“Let’s empower our language too!”
Nuria Felipe Soria is a communications specialist for UN Women. She was a member of the Spanish delegation at the Beijing Conference, carrying out functions involving communications and liaison with civil society organizations.Date:
As a communicator who works with words, today I want to talk about language as an instrument of change.

Twenty years after the Beijing Conference, I work in a United Nations institution dedicated to gender equality and the empowerment of women. However, in 1995, those words were still taboo, at least in the official translations of the Beijing Declaration and Platform for Action.
At the parallel NGO forum held in Huairou, feminists from around the world were talking about empowerment, about gender equality and the diversity of women. At this time, the use of the word “empoderamiento” (empowerment) was less common in official language than it is today. In fact, it did not appear anywhere in the translation to the Spanish language of the Declaration and Platform for Action!

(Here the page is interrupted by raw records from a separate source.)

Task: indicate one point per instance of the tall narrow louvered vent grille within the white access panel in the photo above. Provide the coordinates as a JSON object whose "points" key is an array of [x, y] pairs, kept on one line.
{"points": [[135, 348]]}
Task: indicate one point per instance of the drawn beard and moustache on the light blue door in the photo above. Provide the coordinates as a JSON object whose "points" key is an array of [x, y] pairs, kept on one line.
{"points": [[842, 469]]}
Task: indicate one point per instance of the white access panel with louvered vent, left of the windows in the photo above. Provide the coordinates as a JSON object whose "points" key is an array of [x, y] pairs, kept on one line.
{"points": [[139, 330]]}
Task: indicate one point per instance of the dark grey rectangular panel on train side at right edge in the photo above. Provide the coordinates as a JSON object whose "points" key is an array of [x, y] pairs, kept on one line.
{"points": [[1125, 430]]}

It was one of the few misgivings that remained when we returned home. So many achievements had been made in Beijing and yet, how could we have returned home with a text that did not include the word, “empoderamiento”? For this reason, the National Mechanism for Equality, the Instituto de la Mujer, for which I was working in 1995, decided to amend the situation by publishing a revised version of the Beijing Declaration and Platform. I had the satisfaction of coordinating that revision, which was widely distributed across Spanish society. In it, we used the term “gender” with the meaning it had acquired through feminist thought and research. We used concepts such as “parity” and, of course, “empowerment” rather than the limited “boosting the role of the woman” that appeared in the original text.
To this day, I also wonder why the Platform in English talks about the World Conference on Women in the plural, while the official version in the Spanish language talks about “the woman,” as if 51 per cent of the population had one identical face.
Without a doubt, the transformative power of language goes much further. We communicators have a great opportunity to present the world through different lenses. That is one of the mandates of the Platform for Action.
Every day, when I arrive at work and am greeted by our organization’s logo reminding us of those ideas and values for which we fought so hard, I smile and think “See how far we've come!” Congratulations Beijing!